Most differentially private (DP) algorithms assume a central model in which a reliable third party inserts noise to queries made on datasets, or a local model where the users locally perturb their data. However, the central model is vulnerable via a single point of failure, and in the local model, the utility of the data deteriorates significantly. The recently proposed shuffle model is an intermediate framework between the central and the local paradigms where the users send their locally privatized data to a server where messages are shuffled, effacing the link between a privatized message and the corresponding user, giving a better trade-off between privacy and utility than the local model, as its privacy gets amplified without adding more noise. In this paper, we theoretically derive the strictest known bound for DP guarantee for the shuffle models with $k$-Randomized Response local randomizers. There on, we focus on the utility of the shuffle model for histogram queries. Leveraging on the matrix inversion method, which is used to approximate the original distribution from the empirical one produced by the $k$-RR mechanism, we de-noise the histogram produced by the shuffle model to evaluate the total variation distance of the resulting histogram from the true one, which we regard as the measure of utility of the privacy mechanism. We perform experiments on both synthetic and real data to compare the privacy-utility trade-off of the shuffle model with that of the central one privatized by adding the state-of-the-art Gaussian noise to each bin. Although the experimental results stay consistent with the literature that favour the central model, we see that, the difference in statistical utilities between the central and the shuffle models is very small, showing that they are almost comparable under the same level of DP.

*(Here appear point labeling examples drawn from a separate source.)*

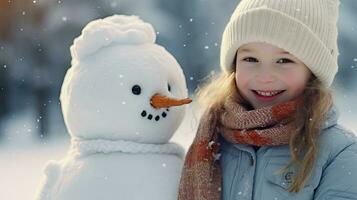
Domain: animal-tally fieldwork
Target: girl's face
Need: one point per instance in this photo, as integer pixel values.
(267, 75)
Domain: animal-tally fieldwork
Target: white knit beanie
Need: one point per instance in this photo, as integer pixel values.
(305, 28)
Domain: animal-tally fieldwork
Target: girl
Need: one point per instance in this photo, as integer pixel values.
(269, 130)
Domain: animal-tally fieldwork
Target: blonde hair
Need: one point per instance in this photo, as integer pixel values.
(317, 100)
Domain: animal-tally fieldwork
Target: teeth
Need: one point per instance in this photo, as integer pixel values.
(268, 93)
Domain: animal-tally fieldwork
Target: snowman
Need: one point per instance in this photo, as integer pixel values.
(122, 100)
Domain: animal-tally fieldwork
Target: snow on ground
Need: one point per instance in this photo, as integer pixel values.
(23, 155)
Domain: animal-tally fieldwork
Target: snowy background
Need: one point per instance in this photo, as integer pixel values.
(35, 37)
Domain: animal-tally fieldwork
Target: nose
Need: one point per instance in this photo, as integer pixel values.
(161, 101)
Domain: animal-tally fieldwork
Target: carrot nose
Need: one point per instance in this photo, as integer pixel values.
(161, 101)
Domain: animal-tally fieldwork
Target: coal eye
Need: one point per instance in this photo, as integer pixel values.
(136, 89)
(169, 87)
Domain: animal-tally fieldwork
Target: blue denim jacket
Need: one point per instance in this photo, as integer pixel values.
(249, 174)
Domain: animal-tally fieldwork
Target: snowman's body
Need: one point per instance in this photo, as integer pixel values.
(122, 100)
(91, 173)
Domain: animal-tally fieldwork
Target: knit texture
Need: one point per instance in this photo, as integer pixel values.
(201, 175)
(305, 28)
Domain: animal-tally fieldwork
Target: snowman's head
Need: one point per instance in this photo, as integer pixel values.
(122, 86)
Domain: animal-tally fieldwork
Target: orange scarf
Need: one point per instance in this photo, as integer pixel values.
(201, 175)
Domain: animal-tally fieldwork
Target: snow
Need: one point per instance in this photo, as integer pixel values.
(118, 29)
(23, 157)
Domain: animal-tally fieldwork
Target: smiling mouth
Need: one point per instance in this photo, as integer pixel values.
(267, 96)
(151, 116)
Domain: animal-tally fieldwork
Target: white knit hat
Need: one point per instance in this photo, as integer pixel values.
(305, 28)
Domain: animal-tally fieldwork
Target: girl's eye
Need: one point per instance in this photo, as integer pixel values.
(136, 89)
(285, 59)
(250, 59)
(169, 87)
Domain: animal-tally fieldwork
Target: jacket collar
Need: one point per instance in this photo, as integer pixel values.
(331, 120)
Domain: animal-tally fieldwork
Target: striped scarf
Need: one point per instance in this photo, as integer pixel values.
(201, 175)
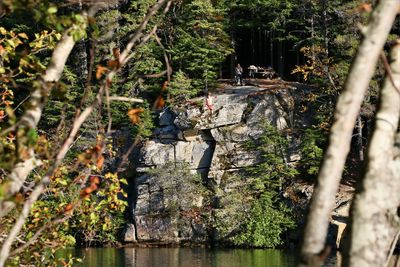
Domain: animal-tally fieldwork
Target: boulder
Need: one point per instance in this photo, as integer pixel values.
(129, 233)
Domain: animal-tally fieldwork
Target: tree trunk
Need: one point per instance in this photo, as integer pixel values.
(375, 222)
(347, 110)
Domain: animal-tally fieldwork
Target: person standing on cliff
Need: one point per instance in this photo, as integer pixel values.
(209, 103)
(239, 74)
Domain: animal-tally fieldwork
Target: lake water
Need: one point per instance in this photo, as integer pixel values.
(185, 257)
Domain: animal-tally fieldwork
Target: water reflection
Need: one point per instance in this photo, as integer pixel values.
(185, 257)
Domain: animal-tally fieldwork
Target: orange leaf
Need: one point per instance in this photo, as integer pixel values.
(100, 71)
(133, 115)
(100, 162)
(113, 64)
(160, 102)
(116, 53)
(165, 86)
(68, 208)
(23, 35)
(365, 7)
(94, 180)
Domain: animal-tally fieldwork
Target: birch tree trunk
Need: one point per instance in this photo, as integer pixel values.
(32, 115)
(375, 222)
(346, 113)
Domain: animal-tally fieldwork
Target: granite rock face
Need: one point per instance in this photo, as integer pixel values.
(185, 184)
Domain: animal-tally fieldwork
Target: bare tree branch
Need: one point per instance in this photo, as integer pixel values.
(6, 246)
(374, 211)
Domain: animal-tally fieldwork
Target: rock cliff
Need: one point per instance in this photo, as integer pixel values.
(188, 188)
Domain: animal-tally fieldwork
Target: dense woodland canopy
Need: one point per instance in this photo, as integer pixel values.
(118, 63)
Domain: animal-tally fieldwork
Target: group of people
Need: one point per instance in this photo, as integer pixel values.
(264, 72)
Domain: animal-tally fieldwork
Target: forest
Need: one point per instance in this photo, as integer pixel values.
(88, 87)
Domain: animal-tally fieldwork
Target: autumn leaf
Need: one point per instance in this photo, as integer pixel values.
(100, 162)
(23, 35)
(94, 180)
(100, 71)
(113, 64)
(116, 53)
(365, 7)
(133, 115)
(68, 208)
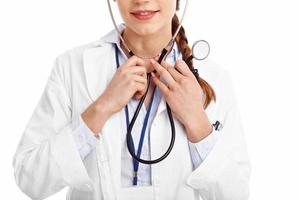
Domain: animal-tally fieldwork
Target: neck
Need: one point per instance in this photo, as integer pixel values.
(147, 46)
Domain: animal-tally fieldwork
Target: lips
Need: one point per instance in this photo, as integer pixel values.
(144, 14)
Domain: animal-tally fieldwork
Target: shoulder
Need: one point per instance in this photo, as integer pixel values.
(219, 78)
(77, 52)
(72, 59)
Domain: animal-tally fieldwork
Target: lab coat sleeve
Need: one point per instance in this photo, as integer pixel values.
(225, 173)
(201, 149)
(85, 139)
(47, 159)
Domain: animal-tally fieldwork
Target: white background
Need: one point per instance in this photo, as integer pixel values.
(257, 41)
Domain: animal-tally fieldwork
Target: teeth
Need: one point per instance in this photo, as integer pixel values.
(144, 13)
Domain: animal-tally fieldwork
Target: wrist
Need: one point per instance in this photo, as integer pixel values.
(197, 133)
(102, 108)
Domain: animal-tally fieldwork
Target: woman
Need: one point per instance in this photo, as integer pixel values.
(76, 135)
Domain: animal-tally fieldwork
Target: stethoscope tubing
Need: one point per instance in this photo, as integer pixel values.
(162, 57)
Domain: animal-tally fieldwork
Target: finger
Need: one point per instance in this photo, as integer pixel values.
(134, 61)
(140, 87)
(138, 70)
(165, 90)
(183, 68)
(173, 71)
(164, 73)
(140, 79)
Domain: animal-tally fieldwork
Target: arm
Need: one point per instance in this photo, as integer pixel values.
(225, 173)
(47, 159)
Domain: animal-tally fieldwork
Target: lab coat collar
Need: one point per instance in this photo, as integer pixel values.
(99, 65)
(113, 37)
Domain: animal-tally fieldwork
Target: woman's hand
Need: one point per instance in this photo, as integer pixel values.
(184, 96)
(129, 80)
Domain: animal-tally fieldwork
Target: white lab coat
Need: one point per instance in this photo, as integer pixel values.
(47, 159)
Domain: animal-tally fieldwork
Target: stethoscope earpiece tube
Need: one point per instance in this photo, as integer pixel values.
(129, 136)
(161, 58)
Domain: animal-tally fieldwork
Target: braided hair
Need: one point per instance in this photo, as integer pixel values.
(186, 51)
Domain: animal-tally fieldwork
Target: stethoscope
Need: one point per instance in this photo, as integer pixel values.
(200, 50)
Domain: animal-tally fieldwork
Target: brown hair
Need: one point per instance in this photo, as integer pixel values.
(186, 51)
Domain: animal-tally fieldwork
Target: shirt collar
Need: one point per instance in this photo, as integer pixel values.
(113, 37)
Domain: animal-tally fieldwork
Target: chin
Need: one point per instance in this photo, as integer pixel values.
(145, 29)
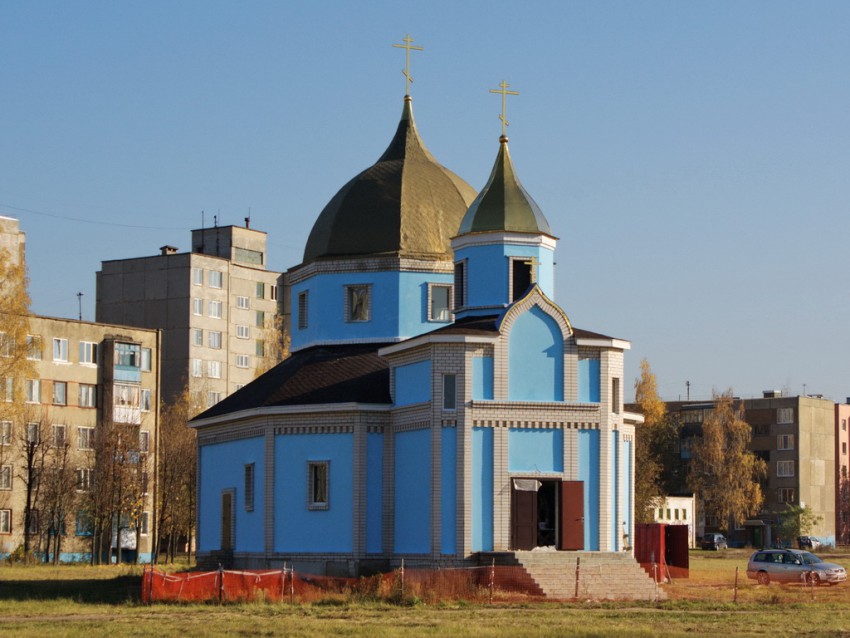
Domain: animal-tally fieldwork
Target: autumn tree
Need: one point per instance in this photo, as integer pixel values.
(724, 475)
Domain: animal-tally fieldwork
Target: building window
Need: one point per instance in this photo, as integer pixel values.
(33, 433)
(85, 438)
(60, 349)
(249, 487)
(58, 436)
(785, 442)
(214, 369)
(88, 353)
(88, 396)
(215, 309)
(784, 468)
(317, 485)
(785, 495)
(358, 303)
(34, 347)
(439, 302)
(449, 391)
(460, 284)
(302, 309)
(147, 355)
(85, 479)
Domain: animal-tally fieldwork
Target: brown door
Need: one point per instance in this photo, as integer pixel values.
(523, 518)
(226, 521)
(572, 515)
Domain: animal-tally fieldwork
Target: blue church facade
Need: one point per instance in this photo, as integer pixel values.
(437, 402)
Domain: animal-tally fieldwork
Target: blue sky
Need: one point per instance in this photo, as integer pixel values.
(691, 156)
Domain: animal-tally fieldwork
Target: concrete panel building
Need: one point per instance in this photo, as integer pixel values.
(218, 307)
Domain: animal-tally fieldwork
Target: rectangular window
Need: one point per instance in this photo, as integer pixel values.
(317, 485)
(249, 487)
(60, 393)
(449, 392)
(34, 347)
(60, 349)
(439, 303)
(785, 495)
(88, 396)
(460, 284)
(147, 355)
(302, 310)
(59, 436)
(85, 438)
(88, 353)
(358, 303)
(214, 369)
(785, 442)
(784, 468)
(85, 478)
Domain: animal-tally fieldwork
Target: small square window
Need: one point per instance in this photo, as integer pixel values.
(318, 474)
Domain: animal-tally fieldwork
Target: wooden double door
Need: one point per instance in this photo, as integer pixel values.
(547, 513)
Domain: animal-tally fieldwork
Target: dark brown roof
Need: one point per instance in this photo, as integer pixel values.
(321, 374)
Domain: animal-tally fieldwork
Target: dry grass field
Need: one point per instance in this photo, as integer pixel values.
(98, 601)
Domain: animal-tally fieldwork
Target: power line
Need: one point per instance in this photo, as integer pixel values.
(89, 221)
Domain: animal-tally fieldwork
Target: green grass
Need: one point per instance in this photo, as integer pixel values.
(96, 601)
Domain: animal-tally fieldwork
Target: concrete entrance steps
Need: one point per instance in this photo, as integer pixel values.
(602, 575)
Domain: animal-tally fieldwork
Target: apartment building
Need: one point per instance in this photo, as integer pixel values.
(89, 382)
(218, 307)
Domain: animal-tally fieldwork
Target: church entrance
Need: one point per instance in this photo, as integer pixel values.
(547, 513)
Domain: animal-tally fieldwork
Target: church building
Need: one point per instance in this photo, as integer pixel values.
(437, 405)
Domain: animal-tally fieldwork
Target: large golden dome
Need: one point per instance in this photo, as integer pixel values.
(406, 204)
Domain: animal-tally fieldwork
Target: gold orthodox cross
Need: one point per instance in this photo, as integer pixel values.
(503, 89)
(409, 47)
(532, 268)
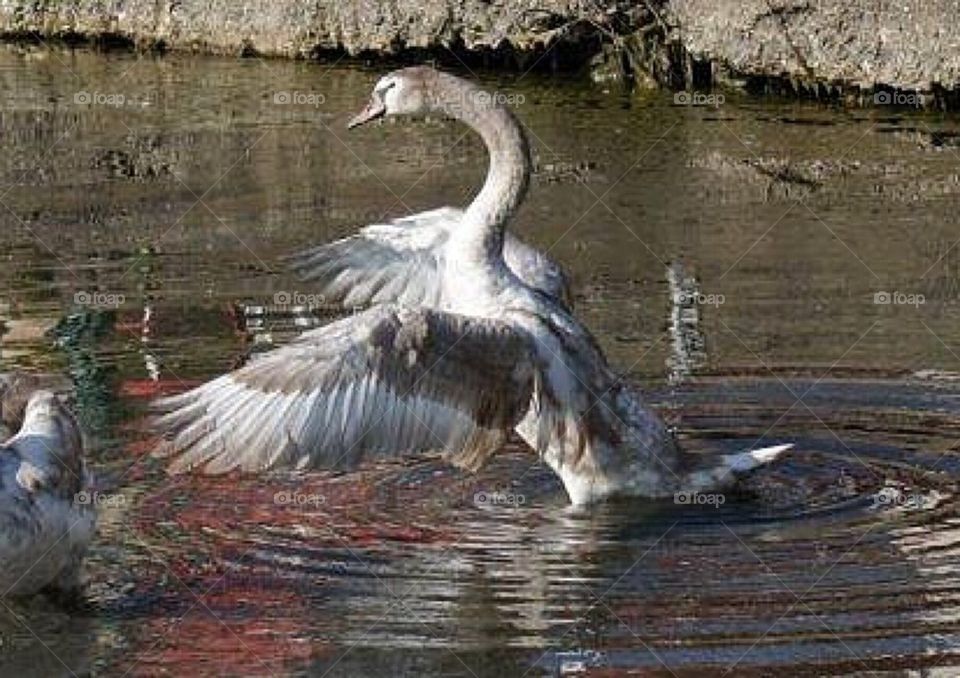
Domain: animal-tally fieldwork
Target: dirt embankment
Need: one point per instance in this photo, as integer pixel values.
(827, 48)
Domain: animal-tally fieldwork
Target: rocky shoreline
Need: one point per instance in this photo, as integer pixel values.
(908, 54)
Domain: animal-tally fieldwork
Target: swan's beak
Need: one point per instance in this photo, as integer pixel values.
(373, 110)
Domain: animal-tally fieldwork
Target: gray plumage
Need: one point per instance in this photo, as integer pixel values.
(468, 337)
(381, 383)
(46, 521)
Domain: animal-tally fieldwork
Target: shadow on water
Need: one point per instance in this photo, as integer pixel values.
(732, 267)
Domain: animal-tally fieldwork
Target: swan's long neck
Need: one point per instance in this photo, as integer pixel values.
(480, 236)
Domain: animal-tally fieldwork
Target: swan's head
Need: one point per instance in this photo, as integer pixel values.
(402, 92)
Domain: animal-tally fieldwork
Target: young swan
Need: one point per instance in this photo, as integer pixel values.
(46, 523)
(456, 369)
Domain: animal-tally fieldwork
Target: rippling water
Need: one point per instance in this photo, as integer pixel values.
(728, 258)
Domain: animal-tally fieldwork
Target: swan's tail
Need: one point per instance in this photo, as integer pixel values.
(731, 467)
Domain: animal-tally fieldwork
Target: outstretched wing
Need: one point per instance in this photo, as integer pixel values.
(400, 262)
(382, 383)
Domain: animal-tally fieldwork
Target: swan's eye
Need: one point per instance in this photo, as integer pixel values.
(382, 92)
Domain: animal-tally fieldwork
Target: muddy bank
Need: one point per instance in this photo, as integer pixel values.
(829, 48)
(826, 47)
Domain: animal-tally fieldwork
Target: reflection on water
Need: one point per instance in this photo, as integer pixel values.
(769, 271)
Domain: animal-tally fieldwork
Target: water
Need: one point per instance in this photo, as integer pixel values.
(726, 257)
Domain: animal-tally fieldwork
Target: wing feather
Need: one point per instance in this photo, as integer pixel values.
(382, 383)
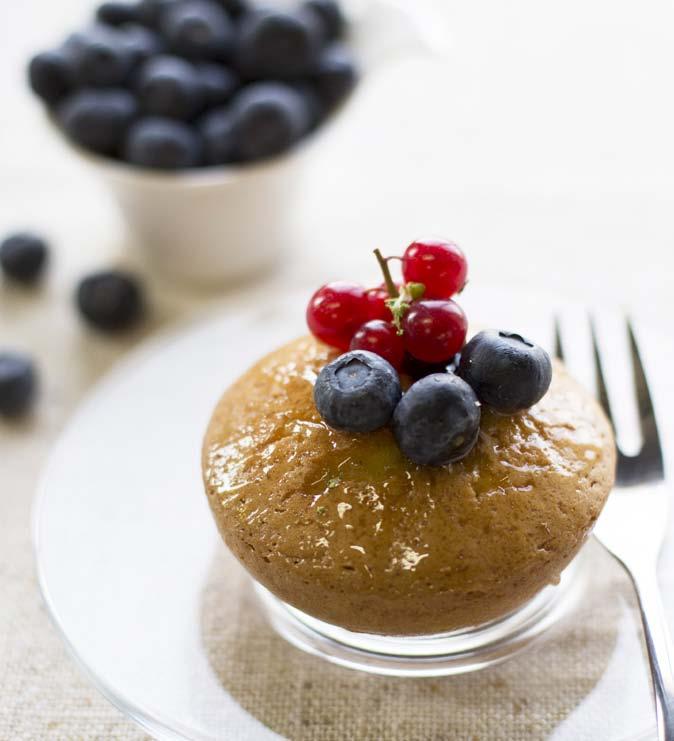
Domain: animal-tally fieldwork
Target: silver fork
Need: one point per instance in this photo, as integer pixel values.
(633, 525)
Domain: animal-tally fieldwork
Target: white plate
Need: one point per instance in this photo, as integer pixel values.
(161, 619)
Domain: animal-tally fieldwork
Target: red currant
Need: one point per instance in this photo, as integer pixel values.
(376, 303)
(335, 312)
(382, 338)
(434, 331)
(440, 266)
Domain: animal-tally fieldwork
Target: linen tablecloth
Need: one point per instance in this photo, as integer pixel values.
(542, 143)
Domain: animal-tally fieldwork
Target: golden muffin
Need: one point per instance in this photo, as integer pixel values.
(345, 528)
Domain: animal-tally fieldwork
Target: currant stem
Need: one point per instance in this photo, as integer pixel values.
(388, 280)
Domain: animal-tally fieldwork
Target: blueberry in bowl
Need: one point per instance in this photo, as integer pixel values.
(183, 58)
(195, 114)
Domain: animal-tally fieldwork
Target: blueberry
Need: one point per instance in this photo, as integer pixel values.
(330, 16)
(110, 300)
(51, 75)
(218, 83)
(508, 372)
(18, 383)
(335, 75)
(357, 392)
(142, 42)
(277, 45)
(98, 119)
(234, 8)
(198, 29)
(150, 12)
(117, 13)
(218, 134)
(100, 57)
(163, 144)
(170, 86)
(438, 420)
(269, 118)
(23, 257)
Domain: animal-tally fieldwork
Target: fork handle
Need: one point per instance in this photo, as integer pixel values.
(659, 645)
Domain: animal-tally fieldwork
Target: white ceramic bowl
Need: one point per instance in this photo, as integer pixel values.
(216, 225)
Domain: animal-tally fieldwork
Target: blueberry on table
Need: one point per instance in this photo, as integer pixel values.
(23, 257)
(198, 29)
(18, 384)
(438, 420)
(100, 58)
(150, 12)
(219, 138)
(357, 392)
(169, 86)
(277, 45)
(335, 75)
(110, 300)
(141, 41)
(98, 119)
(218, 83)
(269, 118)
(507, 372)
(330, 16)
(163, 144)
(235, 8)
(51, 75)
(117, 13)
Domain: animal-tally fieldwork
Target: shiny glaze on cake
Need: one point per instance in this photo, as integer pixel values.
(345, 528)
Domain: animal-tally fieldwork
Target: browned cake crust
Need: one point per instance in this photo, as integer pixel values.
(345, 528)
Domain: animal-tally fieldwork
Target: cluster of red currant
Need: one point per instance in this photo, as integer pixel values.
(402, 322)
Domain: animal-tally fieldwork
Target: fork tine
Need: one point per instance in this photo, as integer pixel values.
(651, 449)
(558, 348)
(602, 391)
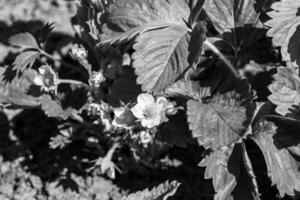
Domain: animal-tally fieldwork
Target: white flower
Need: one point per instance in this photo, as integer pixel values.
(145, 137)
(97, 78)
(123, 118)
(149, 112)
(168, 106)
(78, 52)
(47, 79)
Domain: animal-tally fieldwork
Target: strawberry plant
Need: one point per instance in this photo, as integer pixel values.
(146, 69)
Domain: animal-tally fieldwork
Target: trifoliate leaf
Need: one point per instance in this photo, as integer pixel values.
(162, 38)
(228, 15)
(20, 91)
(25, 60)
(159, 60)
(231, 174)
(238, 22)
(284, 28)
(222, 121)
(161, 192)
(24, 40)
(283, 166)
(53, 108)
(285, 90)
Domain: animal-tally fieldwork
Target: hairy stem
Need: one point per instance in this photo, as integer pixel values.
(74, 82)
(212, 47)
(60, 60)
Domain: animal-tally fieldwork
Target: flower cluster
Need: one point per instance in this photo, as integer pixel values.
(151, 112)
(47, 79)
(78, 52)
(97, 78)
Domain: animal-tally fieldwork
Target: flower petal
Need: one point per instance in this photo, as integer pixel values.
(145, 99)
(138, 111)
(38, 81)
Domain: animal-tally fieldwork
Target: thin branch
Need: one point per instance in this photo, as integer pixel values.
(212, 47)
(60, 60)
(74, 82)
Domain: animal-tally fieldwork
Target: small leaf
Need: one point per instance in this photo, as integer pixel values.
(20, 91)
(161, 192)
(283, 166)
(53, 108)
(232, 173)
(227, 15)
(25, 60)
(285, 90)
(24, 40)
(161, 61)
(222, 121)
(45, 31)
(284, 28)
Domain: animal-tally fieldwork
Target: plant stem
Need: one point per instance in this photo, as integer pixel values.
(75, 82)
(59, 60)
(222, 57)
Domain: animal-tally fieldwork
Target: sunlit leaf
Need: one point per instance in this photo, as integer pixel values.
(161, 192)
(285, 90)
(24, 40)
(227, 15)
(161, 38)
(18, 92)
(283, 165)
(230, 172)
(222, 121)
(284, 28)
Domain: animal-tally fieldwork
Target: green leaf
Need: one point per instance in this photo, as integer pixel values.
(25, 60)
(222, 121)
(232, 173)
(19, 92)
(158, 59)
(282, 164)
(285, 90)
(228, 15)
(161, 192)
(117, 92)
(24, 40)
(127, 18)
(238, 23)
(284, 28)
(161, 38)
(53, 108)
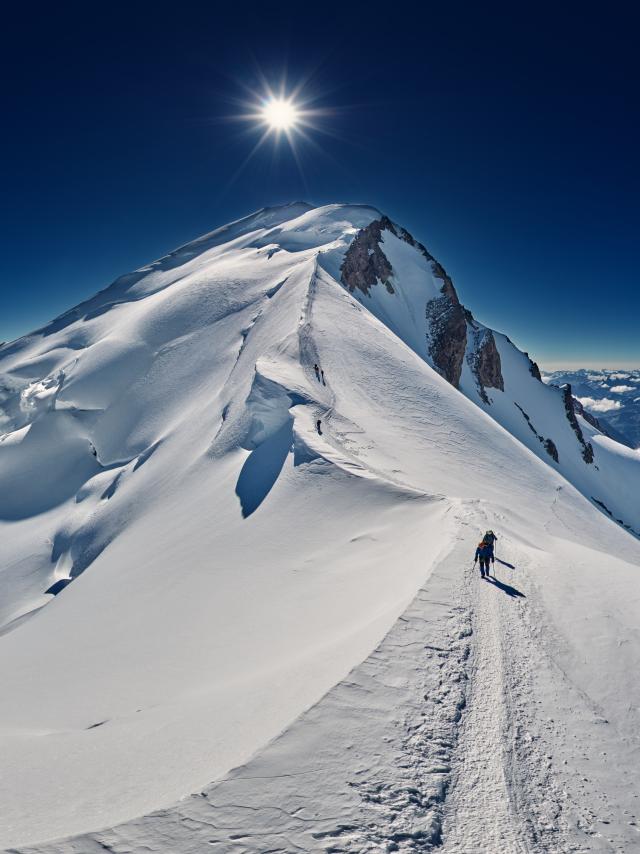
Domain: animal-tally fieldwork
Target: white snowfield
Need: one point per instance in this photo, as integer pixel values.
(238, 606)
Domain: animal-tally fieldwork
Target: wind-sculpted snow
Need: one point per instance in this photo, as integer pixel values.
(222, 481)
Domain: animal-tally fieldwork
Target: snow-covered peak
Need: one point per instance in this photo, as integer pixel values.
(225, 476)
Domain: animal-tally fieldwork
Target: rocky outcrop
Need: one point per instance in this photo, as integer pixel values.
(534, 370)
(446, 336)
(484, 361)
(548, 444)
(365, 265)
(569, 406)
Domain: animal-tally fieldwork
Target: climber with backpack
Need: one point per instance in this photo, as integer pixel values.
(490, 539)
(484, 553)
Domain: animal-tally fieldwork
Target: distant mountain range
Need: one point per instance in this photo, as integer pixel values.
(613, 397)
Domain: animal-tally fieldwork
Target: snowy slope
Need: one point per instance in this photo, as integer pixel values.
(220, 563)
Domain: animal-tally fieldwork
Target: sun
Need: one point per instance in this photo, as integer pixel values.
(280, 114)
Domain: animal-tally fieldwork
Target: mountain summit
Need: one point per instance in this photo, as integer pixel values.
(224, 479)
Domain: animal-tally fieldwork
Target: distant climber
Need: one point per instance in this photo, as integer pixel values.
(484, 553)
(490, 539)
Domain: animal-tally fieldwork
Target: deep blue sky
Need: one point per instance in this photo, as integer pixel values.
(505, 138)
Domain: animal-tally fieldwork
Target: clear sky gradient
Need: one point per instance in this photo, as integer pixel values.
(505, 138)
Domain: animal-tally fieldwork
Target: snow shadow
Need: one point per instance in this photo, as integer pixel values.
(507, 588)
(262, 468)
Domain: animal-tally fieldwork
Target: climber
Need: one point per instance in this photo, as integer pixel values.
(490, 539)
(485, 553)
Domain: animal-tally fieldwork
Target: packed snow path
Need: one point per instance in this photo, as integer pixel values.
(440, 740)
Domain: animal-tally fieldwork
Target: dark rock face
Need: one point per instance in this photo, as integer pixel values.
(551, 449)
(534, 370)
(569, 406)
(485, 362)
(548, 444)
(447, 340)
(365, 264)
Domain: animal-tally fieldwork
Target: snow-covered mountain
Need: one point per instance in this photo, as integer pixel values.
(612, 397)
(241, 490)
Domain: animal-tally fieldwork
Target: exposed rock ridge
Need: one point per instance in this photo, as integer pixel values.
(365, 264)
(569, 406)
(548, 444)
(484, 361)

翻译：大多数差分隐私（DP）算法假设一个中心模型，其中可信第三方对数据集上的查询注入噪声，或者一个本地模型，用户本地扰动其数据。然而，中心模型容易因单点故障而失效，而本地模型中的数据效用会显著下降。最近提出的洗牌模型是介于中心范式与本地范式之间的中间框架：用户将其本地私有化数据发送至服务器，其中消息经过洗牌处理，消除了私有化消息与相应用户之间的关联，从而在隐私与效用之间提供比本地模型更优的权衡——其隐私性无需添加更多噪声即可得到放大。本文从理论上推导了基于$k$-随机化响应本地随机化器的洗牌模型在差分隐私保障方面已知最严格的界限。在此基础上，我们重点研究洗牌模型在直方图查询中的效用。利用矩阵求逆方法（该方法用于从$k$-RR机制产生的经验分布中近似原始分布），我们对洗牌模型产生的直方图进行去噪，以评估所得直方图与真实直方图之间的全变差距离，并将其视为隐私机制的效用度量。我们在合成数据和真实数据上进行实验，将洗牌模型的隐私-效用权衡与中心模型（通过向每个分箱添加最先进的高斯噪声实现私有化）进行对比。尽管实验结果与支持中心模型的文献一致，但我们发现中心模型与洗牌模型在统计效用上的差异非常微小，表明在相同DP水平下两者几乎具有可比性。